The c-arm device works in conjunction with the patient table which can be moved to a suitable height and position, therefore increasing the flexibility of the device. In the case of Talbot-Lau imaging, the patient should be moved as close as possible to G1 to maximize sensitivity60,61.
For reasons of comparison, the mean visibilities achieved by the Talbot-Lau interferometer used have been determined for various tube voltages with the interferometer consisting of the same gratings either mounted to the c-arm or placed on an optical table. The result is given in Fig. 2(a) for tube voltages between 50 kV and 125 kV. At 60 kV, where the measurements have been carried out, the mean visibility met 21.4%. Both setups show a similar behavior, whereas the visibilities for the tabletop setup slightly surpasses the c-arm. A reduction of the visibility for the c-arm setup is expected due to high-frequency vibrations of the gratings. This effect can be quantified by an analytical model resulting in Eq. 5, which is described in the methods section in more detail. The differences between the measured mean visibilities of both setups fall within 2% in most cases, which is expected according to the model. Additionally, the calculated reduced visibilities applying the model to the measured visibilities of the tabletop setup are drawn for comparison.

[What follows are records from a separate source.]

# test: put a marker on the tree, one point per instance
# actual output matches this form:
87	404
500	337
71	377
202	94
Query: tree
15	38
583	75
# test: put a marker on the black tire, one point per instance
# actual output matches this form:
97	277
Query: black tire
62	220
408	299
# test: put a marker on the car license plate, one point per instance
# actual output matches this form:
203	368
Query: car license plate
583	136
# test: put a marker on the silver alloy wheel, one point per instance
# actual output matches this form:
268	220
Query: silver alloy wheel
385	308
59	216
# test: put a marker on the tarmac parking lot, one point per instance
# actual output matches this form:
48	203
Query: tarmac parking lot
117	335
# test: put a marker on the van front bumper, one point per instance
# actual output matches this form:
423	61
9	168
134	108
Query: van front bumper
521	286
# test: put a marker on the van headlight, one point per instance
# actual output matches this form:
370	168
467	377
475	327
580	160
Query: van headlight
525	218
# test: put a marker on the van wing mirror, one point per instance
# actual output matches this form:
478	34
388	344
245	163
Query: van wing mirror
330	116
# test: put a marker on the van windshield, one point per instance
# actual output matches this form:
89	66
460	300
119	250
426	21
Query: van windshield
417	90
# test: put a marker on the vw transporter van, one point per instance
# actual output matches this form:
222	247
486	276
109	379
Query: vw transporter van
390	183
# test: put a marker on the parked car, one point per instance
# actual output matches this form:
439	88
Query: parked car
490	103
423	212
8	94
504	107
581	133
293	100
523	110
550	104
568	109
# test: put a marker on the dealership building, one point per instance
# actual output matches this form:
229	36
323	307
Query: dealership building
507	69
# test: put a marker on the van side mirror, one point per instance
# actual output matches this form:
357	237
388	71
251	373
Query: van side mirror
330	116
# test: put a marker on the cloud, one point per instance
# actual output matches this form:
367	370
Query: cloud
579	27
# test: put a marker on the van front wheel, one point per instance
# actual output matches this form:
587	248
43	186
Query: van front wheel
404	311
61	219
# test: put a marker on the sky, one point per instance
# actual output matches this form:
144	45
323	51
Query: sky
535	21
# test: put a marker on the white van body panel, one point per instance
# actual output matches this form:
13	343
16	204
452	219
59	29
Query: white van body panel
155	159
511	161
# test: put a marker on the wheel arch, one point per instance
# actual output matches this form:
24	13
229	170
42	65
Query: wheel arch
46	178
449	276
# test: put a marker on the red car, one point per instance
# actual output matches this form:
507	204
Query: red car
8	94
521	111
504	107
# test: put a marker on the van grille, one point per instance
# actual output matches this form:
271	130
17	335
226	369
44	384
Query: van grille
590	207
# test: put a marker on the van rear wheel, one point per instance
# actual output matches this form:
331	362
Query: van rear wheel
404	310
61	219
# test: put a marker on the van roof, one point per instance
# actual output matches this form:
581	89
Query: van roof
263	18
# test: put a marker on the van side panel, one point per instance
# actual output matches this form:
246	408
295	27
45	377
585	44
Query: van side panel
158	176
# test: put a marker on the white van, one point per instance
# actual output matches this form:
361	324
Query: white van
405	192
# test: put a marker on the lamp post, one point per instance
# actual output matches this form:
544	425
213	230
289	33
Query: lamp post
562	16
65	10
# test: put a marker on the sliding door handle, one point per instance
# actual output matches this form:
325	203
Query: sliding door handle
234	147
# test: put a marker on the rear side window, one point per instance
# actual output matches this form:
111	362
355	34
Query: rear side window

Figure 2(b) shows the calulated relative reduction of the visibility due to high-frequency vibrations depending on the effective oscillation amplitude Aeff in relation to the analyzer grating period p2. Thereby, Aeff is determined by the oscillation amplitudes and the phase between the oscillations of the source grating and the phase grating. The oscillation amplitudes of both gratings have been measured to be below 0.2 μm in phase-stepping direction. A worst case scenario with the two vibrations being opposite in phase is marked by the red dashed line for Aeff/p2 = 0.077 and reveals a relative reduction of 5.8%, which yields 1.3% as an absolute reduction for a visibility of 22.7% of the tabletop setup at 60 kV. Thereby, the calculated reduction matches the gap between both measured mean visibilities. A realignment of the interferometer and the variance of measured visibilities may yield an additional offset of the measured visibilities, which is of a similar scale, though.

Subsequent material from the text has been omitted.